Saturday, July 2, 2011

Getting close to mid-term targets

Last two weeks were quite productive. I've finished most issues on my to-do list for first half of GSoC, and now working on the mid-term target - getting translator translate itself.

No more translation errors for python 2.7 syntax

There are no more red items at libs status page - pyjamas now understands all 2.7 syntax, and produces some kind of output for it. Sometimes it still results in JS syntax errors, but its good enough to correctly translate most of python stdlib without any modifications.
This includes:
  • Complex assignments, including deep unpacking - ((a, b), [c, d]), e = someiterable is working as expected (issue #527)
  • Assignments in `for` statements - turns out you can do things like `for x.a.b, d[key] in iterable` in python, and you can do same in pyjamas now.
  • Tuple key assignment works correctly (issue #496)
  • Set literals
  • Set and dict comprehensions
  • `With` statement, including support for `with ctxt1() as v1, ctxt2() as v2`  notation
  • "Discard expressions" - often used for NameError checking. Needs some more work on corner cases, but works in general (issue #584)
  • [::] and slice() now return sliceobjects, which are part of new slice protocol (issues #585, #364, and some other)
  • Getattr and callfunc over expressions, like `('a' + 'b').strip()` (issue #591)
  • Callfunc decorators, like `@decorator()` (issue #369)
  • Complex type, including complex literals, like `1+1j`
  • Top-level assert statements
Some builtin modules
I've added some typically builtin modules, like `operator`, `errno`, `weakref`. They are generally useless in pyjamas (except operator, but thats still rare), but some stdlib modules depend on them, so its good to have them.
sys module received some enhancement, esp. for PyV8 environment - now it retrieves stdin, stdout, stderr pipes from parent app correctly, and also retrieves correctly trimmed argv, so modules like optparse could work correctly.

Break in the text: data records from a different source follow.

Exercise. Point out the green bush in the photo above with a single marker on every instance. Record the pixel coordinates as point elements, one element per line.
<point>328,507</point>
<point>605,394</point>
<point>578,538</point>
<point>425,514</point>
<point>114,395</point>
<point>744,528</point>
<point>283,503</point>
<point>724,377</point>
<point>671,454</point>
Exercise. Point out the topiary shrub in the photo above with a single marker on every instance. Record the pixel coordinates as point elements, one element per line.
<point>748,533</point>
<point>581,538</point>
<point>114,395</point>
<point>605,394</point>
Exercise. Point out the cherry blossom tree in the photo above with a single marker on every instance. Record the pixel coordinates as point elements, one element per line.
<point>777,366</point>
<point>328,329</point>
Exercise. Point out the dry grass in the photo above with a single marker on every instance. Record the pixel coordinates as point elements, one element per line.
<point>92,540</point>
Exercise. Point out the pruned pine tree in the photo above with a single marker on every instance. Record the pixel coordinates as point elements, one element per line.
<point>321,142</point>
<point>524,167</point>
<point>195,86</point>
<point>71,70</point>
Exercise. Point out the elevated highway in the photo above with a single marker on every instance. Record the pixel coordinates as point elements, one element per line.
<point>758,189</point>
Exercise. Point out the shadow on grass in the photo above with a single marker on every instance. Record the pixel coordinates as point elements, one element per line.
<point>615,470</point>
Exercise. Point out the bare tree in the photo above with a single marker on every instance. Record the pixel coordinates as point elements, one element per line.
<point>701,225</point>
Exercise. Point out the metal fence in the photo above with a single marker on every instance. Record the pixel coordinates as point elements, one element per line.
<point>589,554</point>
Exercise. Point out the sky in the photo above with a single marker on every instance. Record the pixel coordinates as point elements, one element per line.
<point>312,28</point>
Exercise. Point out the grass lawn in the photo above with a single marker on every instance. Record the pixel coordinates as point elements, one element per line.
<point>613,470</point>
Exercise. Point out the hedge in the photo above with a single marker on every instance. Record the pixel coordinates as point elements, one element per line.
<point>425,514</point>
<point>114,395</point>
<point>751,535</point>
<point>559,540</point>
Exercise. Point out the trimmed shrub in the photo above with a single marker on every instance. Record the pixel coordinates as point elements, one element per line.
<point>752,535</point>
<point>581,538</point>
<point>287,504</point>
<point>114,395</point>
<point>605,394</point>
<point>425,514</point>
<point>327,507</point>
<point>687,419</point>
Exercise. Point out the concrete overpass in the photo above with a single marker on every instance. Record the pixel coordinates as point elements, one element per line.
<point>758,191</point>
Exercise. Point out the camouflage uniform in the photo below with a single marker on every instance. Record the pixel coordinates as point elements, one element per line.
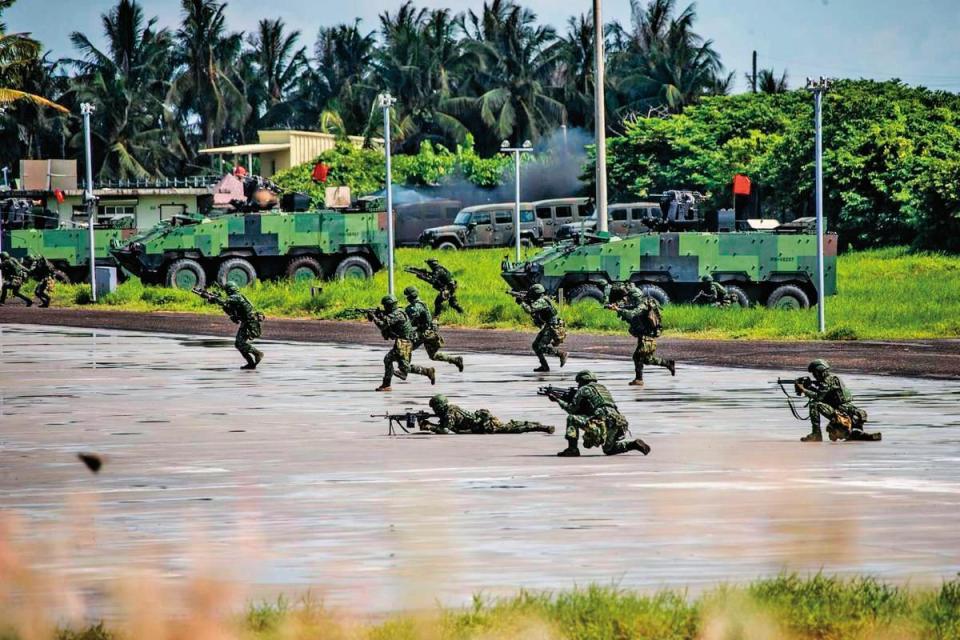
<point>638,319</point>
<point>552,330</point>
<point>427,331</point>
<point>453,419</point>
<point>446,287</point>
<point>593,411</point>
<point>13,276</point>
<point>394,325</point>
<point>831,399</point>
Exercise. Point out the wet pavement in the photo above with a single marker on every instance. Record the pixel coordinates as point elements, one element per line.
<point>279,479</point>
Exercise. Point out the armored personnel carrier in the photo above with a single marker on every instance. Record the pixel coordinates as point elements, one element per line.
<point>759,261</point>
<point>190,251</point>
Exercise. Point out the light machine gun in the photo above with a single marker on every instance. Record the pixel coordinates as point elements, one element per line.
<point>407,422</point>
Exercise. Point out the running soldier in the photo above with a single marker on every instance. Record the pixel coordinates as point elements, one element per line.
<point>829,398</point>
<point>552,330</point>
<point>440,278</point>
<point>13,276</point>
<point>643,319</point>
<point>395,325</point>
<point>592,411</point>
<point>241,311</point>
<point>453,419</point>
<point>427,331</point>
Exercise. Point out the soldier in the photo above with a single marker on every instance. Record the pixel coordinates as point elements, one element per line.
<point>552,330</point>
<point>428,333</point>
<point>593,411</point>
<point>44,273</point>
<point>714,293</point>
<point>239,309</point>
<point>829,398</point>
<point>453,419</point>
<point>643,320</point>
<point>13,276</point>
<point>395,325</point>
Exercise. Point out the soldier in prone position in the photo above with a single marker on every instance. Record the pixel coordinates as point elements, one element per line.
<point>428,333</point>
<point>14,275</point>
<point>241,311</point>
<point>453,419</point>
<point>829,398</point>
<point>593,411</point>
<point>395,325</point>
<point>642,316</point>
<point>552,330</point>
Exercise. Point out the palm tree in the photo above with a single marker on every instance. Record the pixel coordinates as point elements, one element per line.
<point>207,85</point>
<point>127,83</point>
<point>512,72</point>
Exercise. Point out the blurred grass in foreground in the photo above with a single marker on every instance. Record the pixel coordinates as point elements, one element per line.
<point>883,294</point>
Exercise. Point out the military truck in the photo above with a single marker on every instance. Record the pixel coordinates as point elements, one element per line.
<point>190,251</point>
<point>769,263</point>
<point>486,225</point>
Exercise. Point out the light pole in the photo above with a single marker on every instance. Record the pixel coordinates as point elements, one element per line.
<point>600,116</point>
<point>818,87</point>
<point>90,200</point>
<point>516,151</point>
<point>385,101</point>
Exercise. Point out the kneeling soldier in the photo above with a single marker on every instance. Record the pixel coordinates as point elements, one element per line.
<point>593,411</point>
<point>829,398</point>
<point>428,333</point>
<point>453,419</point>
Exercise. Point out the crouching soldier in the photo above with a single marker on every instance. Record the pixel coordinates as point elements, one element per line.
<point>453,419</point>
<point>593,411</point>
<point>828,397</point>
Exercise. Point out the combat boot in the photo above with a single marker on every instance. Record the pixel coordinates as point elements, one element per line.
<point>572,451</point>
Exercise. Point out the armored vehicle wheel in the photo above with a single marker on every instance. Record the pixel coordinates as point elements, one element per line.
<point>656,293</point>
<point>353,267</point>
<point>238,271</point>
<point>304,269</point>
<point>585,292</point>
<point>788,297</point>
<point>742,298</point>
<point>185,274</point>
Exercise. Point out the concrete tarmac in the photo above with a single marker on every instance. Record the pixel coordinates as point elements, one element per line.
<point>281,481</point>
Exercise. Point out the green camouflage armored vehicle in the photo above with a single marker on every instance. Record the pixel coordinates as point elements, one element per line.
<point>190,251</point>
<point>769,263</point>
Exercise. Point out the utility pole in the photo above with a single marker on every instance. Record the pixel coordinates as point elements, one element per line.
<point>819,87</point>
<point>516,151</point>
<point>386,102</point>
<point>89,199</point>
<point>600,116</point>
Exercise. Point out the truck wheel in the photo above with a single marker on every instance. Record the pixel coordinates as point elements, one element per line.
<point>742,298</point>
<point>304,269</point>
<point>238,271</point>
<point>354,267</point>
<point>788,297</point>
<point>185,274</point>
<point>585,292</point>
<point>656,293</point>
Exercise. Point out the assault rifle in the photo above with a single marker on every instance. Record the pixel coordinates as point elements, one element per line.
<point>408,422</point>
<point>557,393</point>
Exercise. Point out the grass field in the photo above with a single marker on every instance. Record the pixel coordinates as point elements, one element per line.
<point>883,294</point>
<point>782,608</point>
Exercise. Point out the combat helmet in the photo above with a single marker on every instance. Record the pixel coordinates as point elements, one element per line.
<point>585,377</point>
<point>818,365</point>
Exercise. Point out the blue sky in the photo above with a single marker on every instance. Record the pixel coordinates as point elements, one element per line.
<point>916,41</point>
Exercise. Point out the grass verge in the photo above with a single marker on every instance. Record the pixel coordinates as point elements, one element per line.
<point>883,294</point>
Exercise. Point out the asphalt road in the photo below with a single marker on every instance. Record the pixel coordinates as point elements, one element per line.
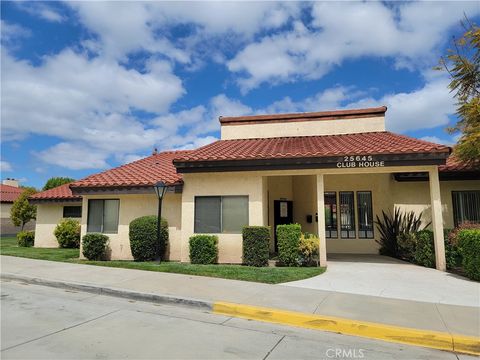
<point>45,323</point>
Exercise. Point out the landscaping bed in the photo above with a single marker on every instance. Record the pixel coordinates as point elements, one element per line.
<point>270,275</point>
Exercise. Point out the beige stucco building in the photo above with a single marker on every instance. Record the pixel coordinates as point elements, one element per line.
<point>332,172</point>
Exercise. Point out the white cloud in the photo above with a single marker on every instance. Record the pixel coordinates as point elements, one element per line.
<point>437,140</point>
<point>423,108</point>
<point>12,32</point>
<point>126,27</point>
<point>74,156</point>
<point>42,10</point>
<point>5,166</point>
<point>87,103</point>
<point>408,32</point>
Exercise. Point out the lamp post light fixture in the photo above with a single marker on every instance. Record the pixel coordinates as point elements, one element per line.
<point>160,189</point>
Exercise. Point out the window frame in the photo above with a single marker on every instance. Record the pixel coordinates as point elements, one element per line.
<point>72,206</point>
<point>358,216</point>
<point>328,231</point>
<point>456,220</point>
<point>221,213</point>
<point>353,230</point>
<point>102,231</point>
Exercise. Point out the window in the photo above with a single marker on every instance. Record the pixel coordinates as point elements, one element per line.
<point>347,215</point>
<point>72,211</point>
<point>103,216</point>
<point>331,229</point>
<point>220,214</point>
<point>466,206</point>
<point>365,215</point>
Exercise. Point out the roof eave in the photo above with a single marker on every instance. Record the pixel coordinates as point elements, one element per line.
<point>324,162</point>
<point>123,189</point>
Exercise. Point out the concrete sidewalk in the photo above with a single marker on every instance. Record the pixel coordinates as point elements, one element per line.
<point>383,276</point>
<point>463,320</point>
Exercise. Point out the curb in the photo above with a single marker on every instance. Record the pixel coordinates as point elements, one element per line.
<point>132,295</point>
<point>396,334</point>
<point>425,338</point>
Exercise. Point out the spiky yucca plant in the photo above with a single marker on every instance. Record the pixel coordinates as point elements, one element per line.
<point>390,226</point>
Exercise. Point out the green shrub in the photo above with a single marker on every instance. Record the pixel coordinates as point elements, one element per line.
<point>67,233</point>
<point>256,245</point>
<point>288,238</point>
<point>407,244</point>
<point>143,238</point>
<point>203,249</point>
<point>26,238</point>
<point>453,234</point>
<point>94,246</point>
<point>425,251</point>
<point>469,245</point>
<point>308,249</point>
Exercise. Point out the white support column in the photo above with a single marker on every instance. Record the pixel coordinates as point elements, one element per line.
<point>437,220</point>
<point>321,220</point>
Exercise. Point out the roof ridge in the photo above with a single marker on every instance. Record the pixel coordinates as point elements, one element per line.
<point>311,114</point>
<point>301,136</point>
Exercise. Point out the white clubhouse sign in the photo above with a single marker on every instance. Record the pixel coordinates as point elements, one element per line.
<point>359,161</point>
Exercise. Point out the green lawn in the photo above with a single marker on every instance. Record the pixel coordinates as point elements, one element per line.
<point>270,275</point>
<point>8,246</point>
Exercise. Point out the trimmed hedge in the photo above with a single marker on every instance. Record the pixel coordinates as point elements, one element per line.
<point>25,238</point>
<point>203,249</point>
<point>256,244</point>
<point>67,233</point>
<point>143,238</point>
<point>94,246</point>
<point>469,244</point>
<point>425,250</point>
<point>288,239</point>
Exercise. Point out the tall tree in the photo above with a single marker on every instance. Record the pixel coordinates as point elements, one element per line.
<point>462,62</point>
<point>22,211</point>
<point>56,181</point>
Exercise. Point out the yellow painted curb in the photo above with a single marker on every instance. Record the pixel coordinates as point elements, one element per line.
<point>397,334</point>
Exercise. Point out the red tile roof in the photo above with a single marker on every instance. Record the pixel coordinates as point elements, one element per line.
<point>9,193</point>
<point>372,143</point>
<point>143,172</point>
<point>322,115</point>
<point>61,192</point>
<point>454,164</point>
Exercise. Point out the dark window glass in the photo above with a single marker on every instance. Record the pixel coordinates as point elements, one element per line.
<point>207,214</point>
<point>72,211</point>
<point>347,215</point>
<point>466,206</point>
<point>365,215</point>
<point>220,214</point>
<point>103,216</point>
<point>331,229</point>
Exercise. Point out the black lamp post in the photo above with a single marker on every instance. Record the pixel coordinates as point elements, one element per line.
<point>160,190</point>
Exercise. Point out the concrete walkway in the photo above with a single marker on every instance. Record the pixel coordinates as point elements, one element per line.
<point>421,315</point>
<point>391,278</point>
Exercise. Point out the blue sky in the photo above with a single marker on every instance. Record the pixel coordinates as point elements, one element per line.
<point>91,85</point>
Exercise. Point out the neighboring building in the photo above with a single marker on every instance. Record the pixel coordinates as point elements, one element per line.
<point>52,206</point>
<point>9,192</point>
<point>332,172</point>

Compiler module passes most of the tests
This is another significant milestone reached - pyjs now can correctly compile compiler/parser/grammar modules into javascript, and resulting javascript can parse python syntax and generate appropriate AST. Parser/tokenize still fails on some input due to regex incompatibility and obscure pyjs bugs, but 18 of 21 tests passed is good.

I'm going to keep working on making compiler pass existing tests and adding new tests for 2-3 more days, and then switch to `pyjs.translator`. There are some bugs - mainly class-related, like try/except in class definition scope - I also hoped to fix before mid-term, but since there are only two weeks left, translator is top priority for now.

Tuesday, June 14, 2011

Working towards compiler compiling

Missed some weekly posts due to 'okay, just one more feature and I'll make the post' syndrome and overall exam-time mess. I have one more exam at 16th, and then nothing should hold me from hacking on pyjamas full-time.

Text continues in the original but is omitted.